The Low-Down: The Meaning of Metrics: The Relationship Between Effort and Performance

Just as we have become enamored of data, so have we become besotted by metrics. We are looking for meaning and perhaps just as importantly, for shortcuts, for convenience, for an easy explanation that answers the question, solves the problem, does the work for us. No muss, no fuss.

But of course, what this does is lead us down the easy path which may not, ultimately, deliver us from evil or to our intended destination. We take what we are given and hope for the best, but in as competitive economy as this one, hope is a poor substitute for effort.
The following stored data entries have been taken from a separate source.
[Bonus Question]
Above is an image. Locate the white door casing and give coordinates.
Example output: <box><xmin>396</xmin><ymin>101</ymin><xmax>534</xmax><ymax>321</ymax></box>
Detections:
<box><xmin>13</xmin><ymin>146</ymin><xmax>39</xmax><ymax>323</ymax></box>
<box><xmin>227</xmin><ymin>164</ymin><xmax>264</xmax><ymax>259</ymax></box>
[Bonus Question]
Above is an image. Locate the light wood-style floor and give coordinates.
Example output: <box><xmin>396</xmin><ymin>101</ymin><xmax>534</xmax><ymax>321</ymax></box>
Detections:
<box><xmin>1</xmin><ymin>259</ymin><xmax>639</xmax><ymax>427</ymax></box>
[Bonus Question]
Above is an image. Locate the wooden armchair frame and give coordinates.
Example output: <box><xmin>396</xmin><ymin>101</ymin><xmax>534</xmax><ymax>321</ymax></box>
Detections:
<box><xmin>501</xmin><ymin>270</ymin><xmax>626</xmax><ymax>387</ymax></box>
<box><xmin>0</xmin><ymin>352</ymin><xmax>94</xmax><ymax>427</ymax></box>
'Eyeballs' was one of the early dotcom metrics. It supposedly indicated a degree of consumer interest based on the number of people who had viewed a website and how much time they spent there. Sounded pretty logical until further data revealed that rather than a mark of potential interest, it was a sign of frustration as people having trouble waited for customer service or couldnt figure out how to properly enter their credit card number.

So, as the following article explains at length, is the metric we now call pageviews. Again, ostensibly a sign of popularity offering the potential of future sales. But perhaps not. Which is where the cross-reference to effort expended to generate those pageviews comes in. The larger implication is not that pageviews either are or are not a useful metric, but rather that we have to wean ourselves off this desperate need for convenience if we are to truly realize the value that all that data holds for us. JL

Brian Abelson reports in his blog:

A metric is about communicating a complex concept in interpretable and actionable terms. But when it’s widely adopted — when an industry seeks to optimize its activities for a given metric — it ceases to be a mere reflection of reality. Instead, the measure comes to actively shape the industry, oftentimes leading to unforeseen manipulations and externalities.
James Watt had a problem. The man erroneously known as the creator of the steam engine (he actually just added a small condenser to the existing steam engine which made it more efficient) needed a way to sell his new machine. While there were plenty of ways to measure how one steam engine compared with another, there wasn’t yet a good way to compare the power of a steam engine with that of less technologically-sophisticated alternatives.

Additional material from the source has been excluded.